Acute hypoxic encephalopathy in the full-term newborn: correlation between Magnetic Resonance Spectroscopy and neurological evaluation at short and long term
- PMID: 12569314
Acute hypoxic encephalopathy in the full-term newborn: correlation between Magnetic Resonance Spectroscopy and neurological evaluation at short and long term
Abstract
Purpose: To determine which brain metabolite ratios have the strongest correlation with poor neurological outcome in newborns with perinatal asphyxia, whether the correlation is stronger with basal ganglia (BG) and whether a combined approach using Magnetic Resonance Imaging (MRI) and Magnetic Resonance Spectroscopy (MRS) can be used to evaluate the severity of neonatal asphyxia.

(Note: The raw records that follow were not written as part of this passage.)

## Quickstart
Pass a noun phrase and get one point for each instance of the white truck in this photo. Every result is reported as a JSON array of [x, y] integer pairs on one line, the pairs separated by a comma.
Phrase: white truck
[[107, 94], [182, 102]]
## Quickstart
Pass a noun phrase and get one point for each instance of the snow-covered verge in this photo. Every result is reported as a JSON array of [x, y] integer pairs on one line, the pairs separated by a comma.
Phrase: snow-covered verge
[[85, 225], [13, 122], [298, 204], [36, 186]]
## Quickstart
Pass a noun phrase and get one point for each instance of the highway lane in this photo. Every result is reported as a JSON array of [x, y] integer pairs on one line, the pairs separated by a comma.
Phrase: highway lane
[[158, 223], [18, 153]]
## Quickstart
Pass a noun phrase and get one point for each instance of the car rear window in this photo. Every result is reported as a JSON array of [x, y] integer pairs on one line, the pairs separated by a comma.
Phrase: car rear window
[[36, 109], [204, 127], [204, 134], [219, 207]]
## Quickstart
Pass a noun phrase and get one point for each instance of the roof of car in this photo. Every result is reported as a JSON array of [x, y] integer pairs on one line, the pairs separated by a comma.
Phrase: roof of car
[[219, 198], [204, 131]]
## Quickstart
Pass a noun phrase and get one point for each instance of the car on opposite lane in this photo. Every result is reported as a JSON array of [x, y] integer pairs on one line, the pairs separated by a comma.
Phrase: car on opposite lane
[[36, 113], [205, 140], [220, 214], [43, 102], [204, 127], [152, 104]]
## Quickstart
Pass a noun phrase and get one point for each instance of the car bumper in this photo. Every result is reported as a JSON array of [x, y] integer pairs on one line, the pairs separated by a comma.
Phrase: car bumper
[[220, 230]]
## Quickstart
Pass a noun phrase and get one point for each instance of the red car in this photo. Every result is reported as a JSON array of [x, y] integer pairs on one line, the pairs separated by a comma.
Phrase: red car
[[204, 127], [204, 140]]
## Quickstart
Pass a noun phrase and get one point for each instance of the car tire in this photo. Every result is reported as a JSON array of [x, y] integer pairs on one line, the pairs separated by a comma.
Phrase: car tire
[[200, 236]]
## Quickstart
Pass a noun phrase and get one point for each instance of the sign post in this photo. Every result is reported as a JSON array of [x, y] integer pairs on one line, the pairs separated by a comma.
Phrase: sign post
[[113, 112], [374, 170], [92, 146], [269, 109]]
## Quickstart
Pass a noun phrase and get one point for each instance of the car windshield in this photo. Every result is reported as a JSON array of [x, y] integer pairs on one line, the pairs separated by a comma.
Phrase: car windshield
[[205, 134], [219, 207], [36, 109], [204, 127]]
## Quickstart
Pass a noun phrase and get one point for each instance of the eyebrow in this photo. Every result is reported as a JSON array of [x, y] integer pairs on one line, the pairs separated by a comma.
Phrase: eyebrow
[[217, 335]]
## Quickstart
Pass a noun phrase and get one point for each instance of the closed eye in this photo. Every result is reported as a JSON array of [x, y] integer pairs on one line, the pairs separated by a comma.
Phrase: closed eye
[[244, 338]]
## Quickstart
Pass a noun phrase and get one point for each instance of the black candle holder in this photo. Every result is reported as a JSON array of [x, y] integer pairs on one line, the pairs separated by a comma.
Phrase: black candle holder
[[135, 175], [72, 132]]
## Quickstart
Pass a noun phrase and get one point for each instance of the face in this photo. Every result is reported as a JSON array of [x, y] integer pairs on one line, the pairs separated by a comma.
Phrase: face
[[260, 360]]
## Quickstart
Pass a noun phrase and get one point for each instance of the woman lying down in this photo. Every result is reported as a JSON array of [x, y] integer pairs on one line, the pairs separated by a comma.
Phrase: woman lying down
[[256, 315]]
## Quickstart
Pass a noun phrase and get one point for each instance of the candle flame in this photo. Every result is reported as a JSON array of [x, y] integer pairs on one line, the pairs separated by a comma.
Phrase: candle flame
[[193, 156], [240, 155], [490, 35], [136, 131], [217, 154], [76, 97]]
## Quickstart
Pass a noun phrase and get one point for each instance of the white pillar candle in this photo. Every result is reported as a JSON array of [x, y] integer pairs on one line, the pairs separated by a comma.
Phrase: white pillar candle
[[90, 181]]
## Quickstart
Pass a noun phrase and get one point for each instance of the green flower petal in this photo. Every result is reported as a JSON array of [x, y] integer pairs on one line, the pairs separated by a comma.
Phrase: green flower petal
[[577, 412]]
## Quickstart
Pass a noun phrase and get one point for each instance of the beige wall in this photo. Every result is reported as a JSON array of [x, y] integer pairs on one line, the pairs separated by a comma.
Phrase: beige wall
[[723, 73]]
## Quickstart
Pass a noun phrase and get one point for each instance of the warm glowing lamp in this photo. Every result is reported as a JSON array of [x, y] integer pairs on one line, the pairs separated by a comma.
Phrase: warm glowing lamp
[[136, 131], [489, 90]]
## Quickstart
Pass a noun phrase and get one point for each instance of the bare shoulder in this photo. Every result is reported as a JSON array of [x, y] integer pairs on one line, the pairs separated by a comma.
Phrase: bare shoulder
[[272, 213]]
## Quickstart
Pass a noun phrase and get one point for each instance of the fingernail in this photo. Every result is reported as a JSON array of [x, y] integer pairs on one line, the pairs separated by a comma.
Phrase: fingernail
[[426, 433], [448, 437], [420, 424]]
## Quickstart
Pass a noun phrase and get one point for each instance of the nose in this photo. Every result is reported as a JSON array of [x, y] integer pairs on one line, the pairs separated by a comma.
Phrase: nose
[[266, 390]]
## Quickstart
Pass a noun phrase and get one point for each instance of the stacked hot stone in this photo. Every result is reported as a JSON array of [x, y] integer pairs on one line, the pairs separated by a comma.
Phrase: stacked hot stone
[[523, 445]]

Materials and methods: Twenty newborns with perinatal asphyxia were studied within the first week from the hypoxic insult with MRI and MRS. The MRS variables were compared with the assessment of general movements (GMs). The brain metabolite levels measured by MRS were N-acetylaspartate (NAA), creatine (Cr), choline (Cho) and lactate and the ratios NAA to Cr, Lac to Cr, Cho to Cr, mI to Cr.
Results: High lactate levels and low NAA levels were found in the newborns with the worst outcome; the levels in newborns with good outcome were within normal limits.
Conclusions: Correlations between NAA/Cr and Lac/Cr ratios, general movements and outcome at 6 months are stronger in the basal ganglia regions than in the frontal border zone. The presence or absence of lactate may indicate the severity of the brain insult and the combination of MRS, MRI and evaluation of general movements may assist in localising and predicting a long-term brain injury.